VANCOUVER -- Rising COVID-19 case numbers and an increasing test-positivity rate have quashed any hope of B.C. easing province-wide restrictions at the end of February.

Provincial health officer Dr. Bonnie Henry broke the news at her coronavirus briefing on Thursday, revealing that several of the key metrics officials monitor to determine the severity of the pandemic have taken a turn for the worse.

"We are continuing to watch these indicators and when we have confidence that they are slowing in a sustained way, that is when we'll be able to ease restrictions," Henry said. "But we are not quite there yet."

B.C.'s rolling seven-day average for new cases recently topped 500 for the first time since mid-January, after decreasing to 407 just last week. Henry said the number of COVID-19 tests coming back positive has also "crept up" to 6.7 per cent, with the Fraser Health and Northern Health regions at 8 per cent and 11.5 per cent, respectively.
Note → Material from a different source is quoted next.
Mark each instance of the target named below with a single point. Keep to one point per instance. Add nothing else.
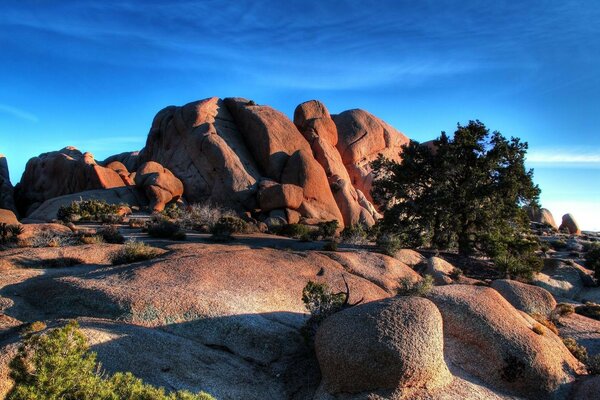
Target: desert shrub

The province's COVID-19 reproductive number, which is an average of how many additional infections are generated by each new case, has also surpassed one.

"What that means is that there's potential for rapid growth if we're not careful," Henry said.

"This tells us that every person, on average, who's infected is spreading to more than one other person. This is something we need to watch."

Earlier this month, health officials announced an indefinite extension of the province-wide ban on social gatherings and events, citing, in part, growing concerns around the spread of COVID-19 variants.

At the time, Henry indicated the tough-but-temporary restrictions could be relaxed at the end of February, but only if B.C. could successfully manage its caseload.

"We're all keen to get to that point where we can safely spend time with more of our family and our friends, when we can travel, at least within B.C., and resume some of those things that we have all put on hold for these long winter months," Henry said Thursday.

The provincial health officer said the government is now "looking ahead into March" for when some of those restrictions might be eased, including the ban on in-person religious services.

B.C.'s number of active cases has also increased since restrictions were extended at the beginning of the month, though hospitalizations have dropped from 253 down to 228.

There are also fewer deaths being recorded on average, and the number of outbreaks in long-term care homes and assisted living facilities has been steadily dropping. Health officials have credited that development to the widespread vaccination of seniors in care.